Re: core dumps on signals

Albert D. Cahalan (acahalan@cs.uml.edu)
Sun, 28 Feb 1999 14:30:56 -0500 (EST)


Pavel Machek writes:

>>>> PWR n/a exit (normal systems would ignore by default)
>>>
>>> I don't think so; SIGPWR sent to init means it should shut down the
>>> system as soon as possible. If init dies, the system gets uncleanly
>>
>> Not exactly. SIGPWR is a "Power Restored" in SYS5 unix such as the NCR
>> tower. This is quite a common confusion.
>>
>> The way NCR use it for example on the old towers is that the box has
>> a battery (a big one), when the power goes off it switches to battery
>> and hibernates. This works well - we've carried machines between floors
>> without rebooting.
>
> This should be doable with linux and suspend patches. Yes, linux is
> now able to hibernate itself with suitable patches.
>
> As a side note, please DON'T recycle SIGUNUSED unless you really have
> to. Suspend patches are using it ;-).

This is another reason why it _must_ be changed.

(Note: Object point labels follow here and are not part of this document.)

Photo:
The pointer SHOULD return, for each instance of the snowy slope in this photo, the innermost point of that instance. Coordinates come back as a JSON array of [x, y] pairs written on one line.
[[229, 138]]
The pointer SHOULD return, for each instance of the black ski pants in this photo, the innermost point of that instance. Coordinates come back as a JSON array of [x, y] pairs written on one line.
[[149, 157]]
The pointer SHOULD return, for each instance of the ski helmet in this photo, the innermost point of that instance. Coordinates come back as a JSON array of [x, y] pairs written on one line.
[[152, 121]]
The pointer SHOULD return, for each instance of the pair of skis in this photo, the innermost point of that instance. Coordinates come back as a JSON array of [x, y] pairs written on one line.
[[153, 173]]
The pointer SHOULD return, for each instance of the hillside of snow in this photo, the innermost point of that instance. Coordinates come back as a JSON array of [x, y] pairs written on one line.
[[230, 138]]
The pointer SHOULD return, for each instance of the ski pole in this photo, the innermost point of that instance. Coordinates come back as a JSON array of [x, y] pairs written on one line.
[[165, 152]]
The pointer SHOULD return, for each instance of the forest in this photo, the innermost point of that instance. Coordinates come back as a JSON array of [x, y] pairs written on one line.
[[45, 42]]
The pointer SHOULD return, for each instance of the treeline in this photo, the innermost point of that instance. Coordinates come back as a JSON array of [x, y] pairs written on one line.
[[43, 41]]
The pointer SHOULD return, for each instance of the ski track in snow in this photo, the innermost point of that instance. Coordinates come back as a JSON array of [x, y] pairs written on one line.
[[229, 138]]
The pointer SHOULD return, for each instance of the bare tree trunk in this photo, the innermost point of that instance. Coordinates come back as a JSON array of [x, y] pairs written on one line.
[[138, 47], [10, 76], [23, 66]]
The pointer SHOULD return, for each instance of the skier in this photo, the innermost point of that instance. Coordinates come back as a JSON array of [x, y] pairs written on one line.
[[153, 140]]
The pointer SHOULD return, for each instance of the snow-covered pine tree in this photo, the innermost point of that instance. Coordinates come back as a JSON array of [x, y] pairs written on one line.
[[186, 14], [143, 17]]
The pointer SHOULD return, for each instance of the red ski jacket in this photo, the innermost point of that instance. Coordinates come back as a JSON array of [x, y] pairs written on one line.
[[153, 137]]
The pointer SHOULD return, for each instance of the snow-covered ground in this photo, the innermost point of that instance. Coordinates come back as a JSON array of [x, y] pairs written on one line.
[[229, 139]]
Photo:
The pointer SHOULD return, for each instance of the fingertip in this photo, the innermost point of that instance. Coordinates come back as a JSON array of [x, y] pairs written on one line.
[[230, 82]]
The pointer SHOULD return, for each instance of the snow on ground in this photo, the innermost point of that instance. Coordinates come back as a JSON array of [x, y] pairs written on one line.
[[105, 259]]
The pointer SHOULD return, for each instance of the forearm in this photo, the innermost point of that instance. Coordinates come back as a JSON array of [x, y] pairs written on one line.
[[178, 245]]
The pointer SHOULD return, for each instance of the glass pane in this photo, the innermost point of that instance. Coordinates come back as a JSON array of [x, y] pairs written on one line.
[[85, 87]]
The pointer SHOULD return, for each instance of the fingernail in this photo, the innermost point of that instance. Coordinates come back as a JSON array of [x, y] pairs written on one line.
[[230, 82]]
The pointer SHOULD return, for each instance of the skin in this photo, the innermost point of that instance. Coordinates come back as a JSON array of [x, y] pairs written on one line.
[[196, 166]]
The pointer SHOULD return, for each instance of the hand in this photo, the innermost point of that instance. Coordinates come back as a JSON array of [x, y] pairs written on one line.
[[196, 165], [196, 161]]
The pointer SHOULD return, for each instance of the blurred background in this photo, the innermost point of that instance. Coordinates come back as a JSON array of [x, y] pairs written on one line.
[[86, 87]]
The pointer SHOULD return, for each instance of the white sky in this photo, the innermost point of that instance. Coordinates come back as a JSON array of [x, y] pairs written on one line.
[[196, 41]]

You can't support four
ports (sparc, aparc64, alpha, mips) because they don't have SIGUNUSED.

Removal of SIGUNUSED and SIGSTKFLT would reduce the temptation to
produce software that only works on half of the Linux ports.

If there is a need for more signals (I'd say yes), then SIGRTMIN
and SIGRTMAX should be adjusted. Normal UNIX systems do this.
They reserve about half of the high 32 signals for the OS.